Participant Authorizations:
I have read and understand the course/program information. I understand that I will be participating in physical activities (including, but not limited to those listed in the course/program descriptions) and the potential for accidents exists. I understand that the camp has established guidelines to minimize risks and provide a safe environment, and that Camp Bethel will implement multiple practices to limit the spread of and exposure to communicable diseases (including COVID-19 and other viruses), and that Camp Bethel is licensed by Virginia to operate a Summer Camp, Dining Hall and Swimming Pool, and that Camp Bethel adheres to over 300 operational and safety standards. In consideration of acceptance to Camp Bethel,
I indemnify and hold harmless Camp Bethel, the Virlina District Board–Church of the Brethren, Inc. and its staff, volunteers and officers from any and all liability, claims, damage, injury or illness sustained by me, and
I verify that the information on this Health Form is correct and complete as far as I know. This form may be copied for camp records, and
I hereby give permission to the camp to provide routine health care and seek emergency medical treatment. I agree to the release of any records necessary for emergency purposes. I give permission to the camp to arrange necessary emergency medical transportation for me.
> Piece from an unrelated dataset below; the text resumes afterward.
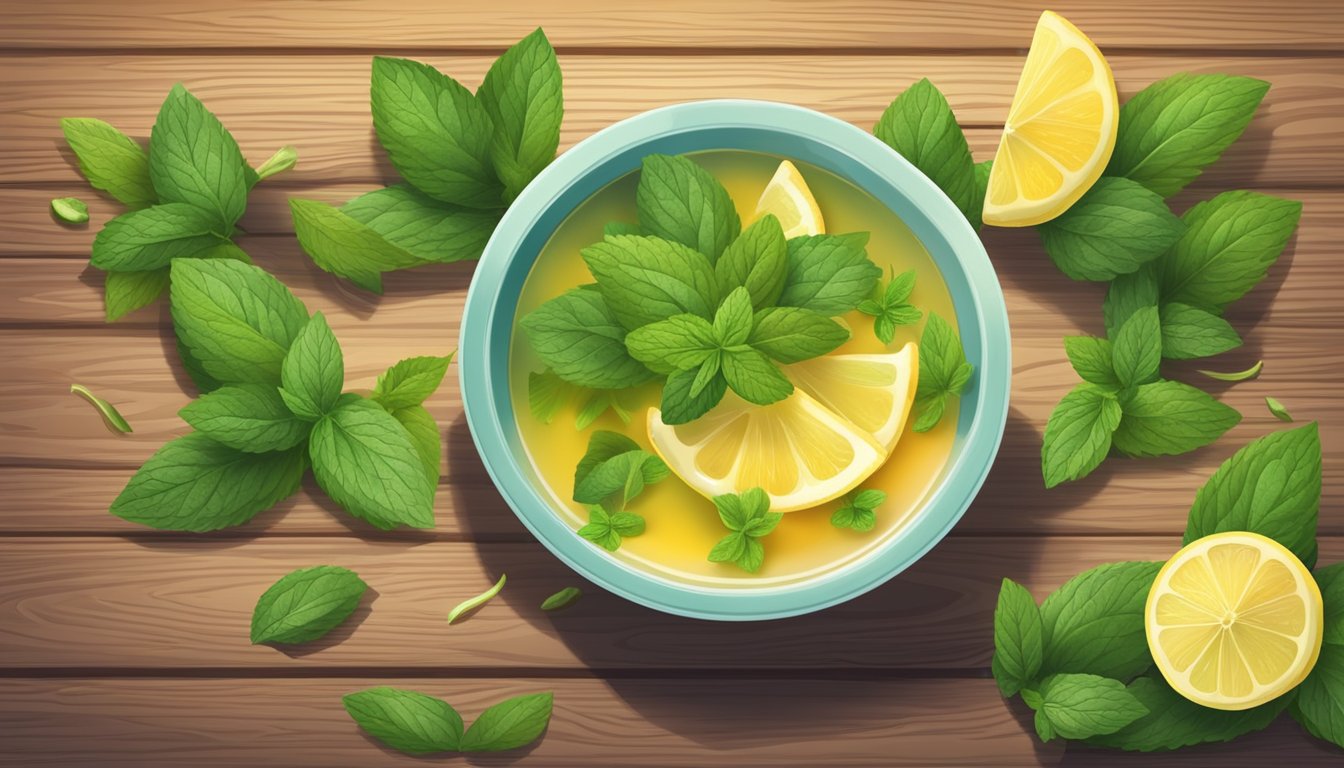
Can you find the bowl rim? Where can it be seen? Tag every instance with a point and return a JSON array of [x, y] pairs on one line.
[[485, 392]]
In the event I cannot communicate in an emergency, I hereby give permission to the physician selected by the camp to secure and administer treatment for me including ordering x-rays, administering tests, and admittance to a hospital, and
I understand that Camp Bethel provides only limited secondary medical insurance coverage for participants. I will possess proof of primary personal/family medical insurance coverage for me, and
I agree to read all information included in confirmation materials sent to me after registration and to share this information with my emergency contact person, and to read, sign and return any and all applicable forms and waivers, and
I permit photos, video and audio of activities or interviews that may include me to be used in camp/course promotion without liability or remuneration, and
I verify my Physical Assessment as described below. (We encourage participants to consult your family’s primary care physician to assess your current health and physical abilities. Provide any updates or changes to this information to leaders at check-in.)
I am physically able to participate in activities or instruction as described in the course information (unless specified in "additional information" above).